Editor’s note: For the full “Chimps and Critics” series by Dr. Luskin, see here.

In this series we’ve been covering some objections to the claim that humans and chimps are 15 percent genetically different. Most of the objections so far — that the difference stem from “technical” failures or represent “junk DNA” — don’t really question the data from the new Nature paper showing that humans and chimps are 15 percent genetically different. This is consistent with how the icons of evolution are often treated: evolutionists admit they’re wrong, but diminish the mistakes and/or defend their continued usage. But one objection does seem to tacitly challenge these numbers. 

In a previous post I noted that the technical paper’s Supplemental Data explains why one genome often had sections that would not align with the other genome: 

Gap divergence is defined as the fraction of positions in the target haplotype that are not aligned to the other haplotype, which could be due to biological processes (e.g., gene loss/gain and insertions/deletions), missing data, or technical problems (e.g., alignment failure due to SVs, repetitive elements, etc.).

The Meaning of Missing

As I noted there, technical problems basically equal genetic differences. But this quote also raises the possibility of alignment failures due to “missing data.” One possible meaning of “missing” is that it’s supposed to be present but something went wrong in the genome sequencing process, so it’s missing. But this isn’t at all what I think they mean. Remember that the whole point of these new ape genomes is that they are supposed to be “complete” — after all the title of the paper is “Complete sequencing of ape genomes” and they repeatedly emphasize the completeness and accuracy of the genomes they are presenting:

We achieve chromosome-level contiguity with substantial sequence accuracy (<1 error in 2.7 megabases) and completely sequence 215 gapless chromosomes telomere-to-telomere. We resolve challenging regions, such as the major histocompatibility complex and immunoglobulin loci…

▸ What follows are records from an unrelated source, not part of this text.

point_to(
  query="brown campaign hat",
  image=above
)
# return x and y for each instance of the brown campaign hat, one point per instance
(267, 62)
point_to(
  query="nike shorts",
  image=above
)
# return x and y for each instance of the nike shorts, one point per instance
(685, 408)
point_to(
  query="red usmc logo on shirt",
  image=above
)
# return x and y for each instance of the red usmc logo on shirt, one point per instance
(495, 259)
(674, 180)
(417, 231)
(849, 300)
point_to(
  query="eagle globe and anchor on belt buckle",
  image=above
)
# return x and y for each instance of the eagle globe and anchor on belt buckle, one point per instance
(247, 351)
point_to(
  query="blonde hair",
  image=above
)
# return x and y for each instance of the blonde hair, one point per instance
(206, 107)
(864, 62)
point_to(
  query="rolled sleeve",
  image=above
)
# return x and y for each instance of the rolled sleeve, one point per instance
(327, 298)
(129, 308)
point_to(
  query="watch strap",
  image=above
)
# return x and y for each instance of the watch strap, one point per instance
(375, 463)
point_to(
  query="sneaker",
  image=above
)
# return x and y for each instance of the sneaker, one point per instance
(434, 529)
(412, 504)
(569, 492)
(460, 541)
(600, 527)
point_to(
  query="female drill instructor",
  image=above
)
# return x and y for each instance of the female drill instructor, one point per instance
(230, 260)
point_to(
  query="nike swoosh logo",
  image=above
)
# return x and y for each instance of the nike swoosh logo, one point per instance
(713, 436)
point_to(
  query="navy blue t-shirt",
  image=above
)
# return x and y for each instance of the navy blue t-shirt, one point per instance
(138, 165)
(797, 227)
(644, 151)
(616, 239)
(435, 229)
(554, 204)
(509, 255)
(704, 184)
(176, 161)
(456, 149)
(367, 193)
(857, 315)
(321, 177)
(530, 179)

…Advances in long-read sequencing and new assembly algorithms were needed to overcome the challenge of repeats and to achieve the first complete, telomere-to-telomere (T2T) assembly of the human genome. Using these same methods, we recently published six additional pairs of complete sex chromosomes from distinct branches of the ape phylogeny. Although these initial projects targeted haploid chromosomes and required substantial manual curation, improved assembly methods now enable the complete assembly of diploid chromosomes. Using these methods, we present here complete, phased, diploid genomes of six ape species and make all data and curated assemblies freely available to the scientific community.

Note the repeated use of the word “complete.” Do you think they’re trying to tell us something? These are completely sequenced ape genomes. And their phrase “<1 error in 2.7 megabases” means less than one error in 2,700,000 bases — i.e., a sequencing error rate of 0.000037 percent. 

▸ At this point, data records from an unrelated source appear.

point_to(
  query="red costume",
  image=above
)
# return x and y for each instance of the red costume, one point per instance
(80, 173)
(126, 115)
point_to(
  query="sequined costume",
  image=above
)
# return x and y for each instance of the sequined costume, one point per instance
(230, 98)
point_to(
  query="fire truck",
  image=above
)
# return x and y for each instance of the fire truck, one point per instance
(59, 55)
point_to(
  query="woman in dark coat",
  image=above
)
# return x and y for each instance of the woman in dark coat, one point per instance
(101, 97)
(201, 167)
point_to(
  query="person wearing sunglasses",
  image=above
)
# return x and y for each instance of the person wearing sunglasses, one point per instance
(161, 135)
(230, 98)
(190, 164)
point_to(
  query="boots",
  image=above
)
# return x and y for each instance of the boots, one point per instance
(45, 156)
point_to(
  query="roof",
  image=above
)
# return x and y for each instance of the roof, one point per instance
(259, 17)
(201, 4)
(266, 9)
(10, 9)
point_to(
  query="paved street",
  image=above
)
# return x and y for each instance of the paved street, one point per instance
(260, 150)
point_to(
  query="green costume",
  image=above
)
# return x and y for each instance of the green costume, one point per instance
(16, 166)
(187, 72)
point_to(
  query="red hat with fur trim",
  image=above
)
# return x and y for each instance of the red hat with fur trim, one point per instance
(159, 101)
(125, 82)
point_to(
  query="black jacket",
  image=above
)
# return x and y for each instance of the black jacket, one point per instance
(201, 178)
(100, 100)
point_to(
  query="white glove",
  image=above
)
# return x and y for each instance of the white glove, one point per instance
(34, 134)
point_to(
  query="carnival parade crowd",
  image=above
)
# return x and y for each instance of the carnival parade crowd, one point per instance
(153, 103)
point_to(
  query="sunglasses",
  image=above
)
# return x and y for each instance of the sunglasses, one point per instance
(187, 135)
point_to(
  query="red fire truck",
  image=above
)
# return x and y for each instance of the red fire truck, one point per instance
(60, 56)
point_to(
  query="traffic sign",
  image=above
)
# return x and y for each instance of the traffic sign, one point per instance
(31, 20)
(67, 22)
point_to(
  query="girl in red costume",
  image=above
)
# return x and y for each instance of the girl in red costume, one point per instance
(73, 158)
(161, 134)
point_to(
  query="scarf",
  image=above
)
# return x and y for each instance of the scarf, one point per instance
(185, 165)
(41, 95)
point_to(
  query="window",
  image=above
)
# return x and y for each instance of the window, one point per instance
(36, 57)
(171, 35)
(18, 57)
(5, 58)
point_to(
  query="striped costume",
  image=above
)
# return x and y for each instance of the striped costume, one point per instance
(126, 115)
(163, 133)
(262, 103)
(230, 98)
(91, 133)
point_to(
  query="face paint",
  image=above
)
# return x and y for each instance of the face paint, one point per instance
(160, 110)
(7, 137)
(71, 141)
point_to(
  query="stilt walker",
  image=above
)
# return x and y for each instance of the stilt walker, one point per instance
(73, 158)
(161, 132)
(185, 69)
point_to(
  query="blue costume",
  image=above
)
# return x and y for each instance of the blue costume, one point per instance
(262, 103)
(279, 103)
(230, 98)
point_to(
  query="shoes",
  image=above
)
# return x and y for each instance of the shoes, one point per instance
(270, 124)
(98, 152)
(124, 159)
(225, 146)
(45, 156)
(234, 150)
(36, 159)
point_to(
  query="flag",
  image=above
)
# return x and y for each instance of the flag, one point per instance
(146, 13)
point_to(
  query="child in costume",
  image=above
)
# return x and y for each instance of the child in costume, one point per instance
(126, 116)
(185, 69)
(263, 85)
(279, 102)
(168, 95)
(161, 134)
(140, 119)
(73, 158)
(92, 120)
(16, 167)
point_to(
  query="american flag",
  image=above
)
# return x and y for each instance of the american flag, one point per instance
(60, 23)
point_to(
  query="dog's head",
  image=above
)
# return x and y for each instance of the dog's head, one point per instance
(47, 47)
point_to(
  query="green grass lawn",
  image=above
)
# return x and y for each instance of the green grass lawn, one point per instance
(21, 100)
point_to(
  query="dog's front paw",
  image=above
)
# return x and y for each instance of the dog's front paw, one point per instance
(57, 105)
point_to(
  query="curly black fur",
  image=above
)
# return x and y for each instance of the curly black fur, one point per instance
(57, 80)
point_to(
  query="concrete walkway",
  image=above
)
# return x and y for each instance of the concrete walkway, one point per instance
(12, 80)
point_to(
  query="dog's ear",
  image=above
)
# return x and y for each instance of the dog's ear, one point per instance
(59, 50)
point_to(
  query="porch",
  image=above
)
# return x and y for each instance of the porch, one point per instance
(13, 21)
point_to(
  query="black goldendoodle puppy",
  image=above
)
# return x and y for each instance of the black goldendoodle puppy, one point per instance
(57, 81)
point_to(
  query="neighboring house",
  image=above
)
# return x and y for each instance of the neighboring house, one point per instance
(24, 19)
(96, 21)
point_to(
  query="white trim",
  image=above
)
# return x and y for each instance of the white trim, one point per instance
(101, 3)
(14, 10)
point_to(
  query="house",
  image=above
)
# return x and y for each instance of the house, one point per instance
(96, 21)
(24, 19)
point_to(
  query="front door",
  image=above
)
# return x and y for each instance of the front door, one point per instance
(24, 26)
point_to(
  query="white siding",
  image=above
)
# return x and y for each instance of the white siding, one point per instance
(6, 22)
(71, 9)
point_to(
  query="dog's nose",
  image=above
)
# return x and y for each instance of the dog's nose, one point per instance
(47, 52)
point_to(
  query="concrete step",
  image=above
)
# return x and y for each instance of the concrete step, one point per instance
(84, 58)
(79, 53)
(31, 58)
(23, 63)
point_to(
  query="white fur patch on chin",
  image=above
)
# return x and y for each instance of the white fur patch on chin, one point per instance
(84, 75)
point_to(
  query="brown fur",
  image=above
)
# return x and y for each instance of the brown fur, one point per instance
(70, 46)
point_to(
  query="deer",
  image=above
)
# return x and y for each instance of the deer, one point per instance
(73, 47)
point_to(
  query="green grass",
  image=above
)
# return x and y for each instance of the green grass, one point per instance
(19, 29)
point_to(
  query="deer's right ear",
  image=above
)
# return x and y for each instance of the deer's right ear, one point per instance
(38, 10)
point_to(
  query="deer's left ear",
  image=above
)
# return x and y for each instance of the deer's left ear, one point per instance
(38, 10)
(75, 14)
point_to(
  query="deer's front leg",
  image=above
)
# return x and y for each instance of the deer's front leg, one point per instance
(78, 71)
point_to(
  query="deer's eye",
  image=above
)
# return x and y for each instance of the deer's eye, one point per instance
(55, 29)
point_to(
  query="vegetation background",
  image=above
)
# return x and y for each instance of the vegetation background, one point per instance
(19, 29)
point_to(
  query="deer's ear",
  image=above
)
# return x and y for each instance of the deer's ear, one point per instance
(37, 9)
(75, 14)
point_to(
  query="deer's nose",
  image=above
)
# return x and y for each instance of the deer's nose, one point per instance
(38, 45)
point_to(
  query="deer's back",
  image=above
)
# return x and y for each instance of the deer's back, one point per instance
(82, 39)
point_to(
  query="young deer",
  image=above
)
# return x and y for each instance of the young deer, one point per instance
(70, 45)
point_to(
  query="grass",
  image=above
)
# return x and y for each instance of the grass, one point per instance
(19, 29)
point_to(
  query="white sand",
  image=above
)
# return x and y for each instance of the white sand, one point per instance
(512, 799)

A Huge Technical Achievement

This is all pretty impressive. It represents a huge technical achievement and they should receive the recognition they deserve. The genomes produced seem highly reliable, and the way science works, it seems like these are genome sequences we can trust. Of course if their genome assemblies turn out to be inaccurate somehow and are improved someday, then we can reevaluate the data. But for the moment, based upon what we know, the numbers we have calculated seem solid. To summarize:

The data show that human and chimp genomes have about 15 percent genetic differences, and we have good reasons to believe that these differences are reliable and real and even represent functional, meaningful DNA.